Monday, July 18, 2011

Nintendo Today

I've been a fan of Nintendo for about a million years. Aside from the 16 bit generation, I've bought Nintendo consoles first and other consoles second. (If I had my time back I would probably pick the SNES over the Genesis, even.) My first console ever was a Game Boy when I was 6.

I bought a Nintendo 64 and was pretty satisfied. Sure, I had to borrow a friend's PS1 to play games like Final Fantasy, but I had Mario and Zelda and I was happy. The GameCube was a similar thing. Again, I played those PS2 games on friends' consoles but preferred my GameCube exclusives overall. I did eventually buy a PS1 and PS2 of my own, once the price was right, and had a nice back catalog of games to pick from. It worked for me.

The Wii changed things, though. I did buy a Wii first, but it was obvious before it was even released that my days of primarily playing a Nintendo console were over. The Wii was doing its own thing, and that was cool, but there was a lot more going on that I was missing out on by being a Wii owner exclusively, so about a year and a half after launch, I bought a PS3. The two consoles compliment each other well. Each brings things to the table that the other doesn't. I don't have a "primary" console. I have these two and I play them both as games I want are released for them. I don't have to decide which version of a game to get, because there are so few multiplatform games that exist on both the PS3 and Wii, and the ones that do are usually just cheap, inferior ports on Wii.

So, I don't primarily game on either console, and it turns out, that's a good thing, because I am North American. Nintendo of America's localization decisions for a good chunk of this generation have been questionable at best and outright hateful towards gamers at worst. I've played Hotel Dusk. I've loved Hotel Dusk. I've recommended Hotel Dusk to other people and they've bought it. As I understand it, Hotel Dusk sold pretty well in North America. So why do I have to import the sequel, The Last Window? The sequel which already exists in English because it was released in Europe?

At least I have the option to import The Last Window. It's a DS game and DS games are region free. The same can't be said for the good half-dozen Wii games Nintendo could have localized but hasn't. Fatal Frame 4. Another Code R, the sequel to Trace Memory, a DS game North America did get. Disaster: Day of Crisis. Pandora's Tower. The Last Story. Xenoblade Chronicles. Five of these games have something in common. Aside from Fatal Frame 4, all of these games have been translated into English and released in Europe, or will be.

They funded the development of all of these games. They exist in English. So why won't Nintendo release them in North America? Why is the cost of localizing games seemingly too much of a hurdle for Nintendo of America, next to the cost of developing them in the first place, which they already did? I don't know. Nobody knows. Nintendo refuses to say.

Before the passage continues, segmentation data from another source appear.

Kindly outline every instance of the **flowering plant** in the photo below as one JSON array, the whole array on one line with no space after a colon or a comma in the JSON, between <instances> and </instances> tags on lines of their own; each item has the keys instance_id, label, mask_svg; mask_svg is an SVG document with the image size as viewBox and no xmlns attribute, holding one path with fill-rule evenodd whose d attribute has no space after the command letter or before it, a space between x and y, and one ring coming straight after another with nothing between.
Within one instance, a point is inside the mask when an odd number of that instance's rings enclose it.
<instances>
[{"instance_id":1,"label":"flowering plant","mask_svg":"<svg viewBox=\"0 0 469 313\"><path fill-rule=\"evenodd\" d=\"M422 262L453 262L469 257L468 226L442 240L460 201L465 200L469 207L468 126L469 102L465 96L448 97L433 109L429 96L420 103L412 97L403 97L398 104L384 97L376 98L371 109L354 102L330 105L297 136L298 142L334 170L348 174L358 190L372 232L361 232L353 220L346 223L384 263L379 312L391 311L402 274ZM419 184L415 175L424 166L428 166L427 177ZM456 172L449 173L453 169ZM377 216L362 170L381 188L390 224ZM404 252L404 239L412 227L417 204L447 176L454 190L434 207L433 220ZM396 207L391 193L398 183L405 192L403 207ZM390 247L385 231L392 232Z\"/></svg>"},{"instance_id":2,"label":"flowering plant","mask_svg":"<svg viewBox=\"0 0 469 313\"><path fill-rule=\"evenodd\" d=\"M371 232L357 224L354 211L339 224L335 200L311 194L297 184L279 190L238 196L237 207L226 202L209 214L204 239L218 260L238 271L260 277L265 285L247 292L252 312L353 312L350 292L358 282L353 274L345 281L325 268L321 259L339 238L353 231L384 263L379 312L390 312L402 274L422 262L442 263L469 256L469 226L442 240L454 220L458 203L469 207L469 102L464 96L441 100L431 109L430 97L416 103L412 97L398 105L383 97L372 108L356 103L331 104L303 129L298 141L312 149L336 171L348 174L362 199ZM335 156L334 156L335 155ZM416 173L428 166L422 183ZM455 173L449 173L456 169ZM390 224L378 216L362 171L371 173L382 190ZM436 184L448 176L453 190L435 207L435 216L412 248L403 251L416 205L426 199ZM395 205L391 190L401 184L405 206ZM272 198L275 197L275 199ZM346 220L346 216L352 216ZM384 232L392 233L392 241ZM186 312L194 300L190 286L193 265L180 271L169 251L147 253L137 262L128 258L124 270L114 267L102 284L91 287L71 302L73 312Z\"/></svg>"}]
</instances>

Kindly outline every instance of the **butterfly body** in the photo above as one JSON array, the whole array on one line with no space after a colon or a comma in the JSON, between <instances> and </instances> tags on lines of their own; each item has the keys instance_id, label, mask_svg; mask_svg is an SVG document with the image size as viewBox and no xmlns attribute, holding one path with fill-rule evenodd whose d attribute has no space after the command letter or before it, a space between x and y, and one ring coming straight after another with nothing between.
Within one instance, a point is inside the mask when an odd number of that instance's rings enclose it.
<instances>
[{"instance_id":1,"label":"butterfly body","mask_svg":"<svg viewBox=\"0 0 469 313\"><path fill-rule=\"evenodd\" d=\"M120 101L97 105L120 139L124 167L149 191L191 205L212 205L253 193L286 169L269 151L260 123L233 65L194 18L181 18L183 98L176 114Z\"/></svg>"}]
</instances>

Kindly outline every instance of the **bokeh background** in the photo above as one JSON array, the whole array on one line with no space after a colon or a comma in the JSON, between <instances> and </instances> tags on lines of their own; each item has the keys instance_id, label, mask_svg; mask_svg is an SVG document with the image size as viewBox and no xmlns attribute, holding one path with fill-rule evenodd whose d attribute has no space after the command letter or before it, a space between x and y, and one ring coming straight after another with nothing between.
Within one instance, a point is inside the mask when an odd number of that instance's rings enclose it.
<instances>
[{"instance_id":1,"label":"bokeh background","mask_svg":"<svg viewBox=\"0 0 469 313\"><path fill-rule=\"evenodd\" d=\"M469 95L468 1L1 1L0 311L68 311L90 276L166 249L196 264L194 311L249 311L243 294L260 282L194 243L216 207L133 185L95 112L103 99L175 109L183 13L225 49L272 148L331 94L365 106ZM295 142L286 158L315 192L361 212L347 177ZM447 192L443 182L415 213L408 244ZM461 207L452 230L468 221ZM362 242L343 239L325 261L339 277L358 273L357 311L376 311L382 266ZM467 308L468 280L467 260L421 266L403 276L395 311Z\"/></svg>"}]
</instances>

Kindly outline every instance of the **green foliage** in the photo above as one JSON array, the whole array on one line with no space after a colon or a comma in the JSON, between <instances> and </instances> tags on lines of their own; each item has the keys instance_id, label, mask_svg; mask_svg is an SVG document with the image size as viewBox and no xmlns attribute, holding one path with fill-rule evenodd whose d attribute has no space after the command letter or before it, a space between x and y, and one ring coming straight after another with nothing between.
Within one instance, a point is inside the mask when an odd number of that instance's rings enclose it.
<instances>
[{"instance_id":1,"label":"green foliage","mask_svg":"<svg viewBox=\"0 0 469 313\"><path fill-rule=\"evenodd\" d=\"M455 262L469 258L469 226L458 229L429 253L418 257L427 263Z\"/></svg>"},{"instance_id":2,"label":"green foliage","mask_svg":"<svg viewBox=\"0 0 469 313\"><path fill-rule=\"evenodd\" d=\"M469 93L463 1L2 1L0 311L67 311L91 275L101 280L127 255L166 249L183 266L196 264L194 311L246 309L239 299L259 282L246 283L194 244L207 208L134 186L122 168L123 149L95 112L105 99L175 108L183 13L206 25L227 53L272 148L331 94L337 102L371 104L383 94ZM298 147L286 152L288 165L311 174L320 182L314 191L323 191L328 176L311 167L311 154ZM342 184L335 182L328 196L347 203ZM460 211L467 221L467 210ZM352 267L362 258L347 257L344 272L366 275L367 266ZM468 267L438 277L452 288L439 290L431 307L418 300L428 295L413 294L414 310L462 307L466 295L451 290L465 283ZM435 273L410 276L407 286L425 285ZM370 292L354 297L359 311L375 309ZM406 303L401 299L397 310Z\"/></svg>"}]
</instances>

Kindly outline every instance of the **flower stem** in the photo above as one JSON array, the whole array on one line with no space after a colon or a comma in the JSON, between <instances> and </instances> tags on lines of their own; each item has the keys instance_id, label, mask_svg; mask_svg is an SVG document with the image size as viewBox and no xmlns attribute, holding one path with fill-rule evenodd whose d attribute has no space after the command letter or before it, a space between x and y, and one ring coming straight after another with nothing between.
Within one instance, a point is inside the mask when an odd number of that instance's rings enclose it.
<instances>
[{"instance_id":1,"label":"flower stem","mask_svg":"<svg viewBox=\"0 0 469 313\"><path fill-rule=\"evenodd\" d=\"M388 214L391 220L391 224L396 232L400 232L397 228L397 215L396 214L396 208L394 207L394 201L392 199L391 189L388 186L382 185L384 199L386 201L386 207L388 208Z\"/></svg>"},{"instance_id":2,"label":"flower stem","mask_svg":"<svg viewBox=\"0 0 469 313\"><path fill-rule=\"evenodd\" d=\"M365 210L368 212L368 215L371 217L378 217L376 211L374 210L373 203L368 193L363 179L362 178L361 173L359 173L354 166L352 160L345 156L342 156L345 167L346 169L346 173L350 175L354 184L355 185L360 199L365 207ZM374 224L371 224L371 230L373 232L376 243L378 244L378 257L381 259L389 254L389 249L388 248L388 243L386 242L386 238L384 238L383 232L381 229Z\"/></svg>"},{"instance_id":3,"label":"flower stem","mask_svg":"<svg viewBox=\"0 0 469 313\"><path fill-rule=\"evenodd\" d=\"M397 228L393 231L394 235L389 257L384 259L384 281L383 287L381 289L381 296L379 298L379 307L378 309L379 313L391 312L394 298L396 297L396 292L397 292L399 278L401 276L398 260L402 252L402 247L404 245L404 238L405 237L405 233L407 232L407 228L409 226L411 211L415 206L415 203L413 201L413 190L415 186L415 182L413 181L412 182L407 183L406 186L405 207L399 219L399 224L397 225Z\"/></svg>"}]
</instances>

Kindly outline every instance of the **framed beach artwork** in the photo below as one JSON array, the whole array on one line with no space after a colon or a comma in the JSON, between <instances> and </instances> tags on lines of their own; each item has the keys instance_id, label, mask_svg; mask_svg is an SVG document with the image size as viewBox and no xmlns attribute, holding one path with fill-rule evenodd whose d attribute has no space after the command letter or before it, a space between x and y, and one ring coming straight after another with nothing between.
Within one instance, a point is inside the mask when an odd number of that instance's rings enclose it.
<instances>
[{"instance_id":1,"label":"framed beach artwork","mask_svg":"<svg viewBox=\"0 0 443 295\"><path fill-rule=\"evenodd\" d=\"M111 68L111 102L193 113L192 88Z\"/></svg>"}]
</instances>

For many, many, many people, especially this generation, Nintendo consoles exist to play Nintendo games and not much else. Unfortunately, it seems that Nintendo of America can't even be counted on to release Nintendo games any more, so what's left? At their past few E3 press conferences, Nintendo has insisted that they're trying to reconnect with hardcore gamers, including this most recent one last month. Actions (and inaction, in this case) speak louder than words, and right now Nintendo is saying they're not trying. They currently have a grand total of three announced first party Wii games coming before the Wii U that hardcore gamers might care about. The Legend of Zelda: Skyward Sword, Kirby, and Rhythm Heaven Wii. They're keeping games like Xenoblade away and not releasing anything in their place. This is very anti-hardcore.

Speaking of the Wii U, I don't have very high hopes for it. For the first time since the SNES, I'm considering skipping a Nintendo console. I don't feel like I can count on Nintendo to release great first party games any more, outside of Mario and Zelda. The Wii U is comparable in power to the PS3 and 360. It is trying to compete with those consoles. This is a very short sighted strategy. I already have a PS3. I don't need a console that will play the same games. When the PS4 and Xbox 720 are released, they will likely be much more powerful than the Wii U, and Nintendo will see a repeat of the Wii in certain ways. The Wii U will be forced to do its own thing while the PS4 and 720 compete with each other with similar game libraries that the Wii U can't handle.

Nintendo is already abandoning the hardcore by refusing to release the games they want to play, and I believe they will scare off the casual gamers with their new controller. Casual gamers like the Wii Remote because it's simple and unintimidating. The Wii U controller is the most complicated default home console controller ever made. It has as many buttons as a PS3 or 360 controller, but it also has a motion sensor, a giant touch screen, a microphone, speakers, and a camera. That's every input method ever included in a default home console controller or handheld. Try describing that to someone who is afraid of directional pads and see what they think of it.

So, I think Nintendo has made some very bad decisions lately. I think they've alienated hardcore gamers and are about to alienate casual gamers too. All that will be left are Nintendo diehards, and if I'm any indication, maybe not even us.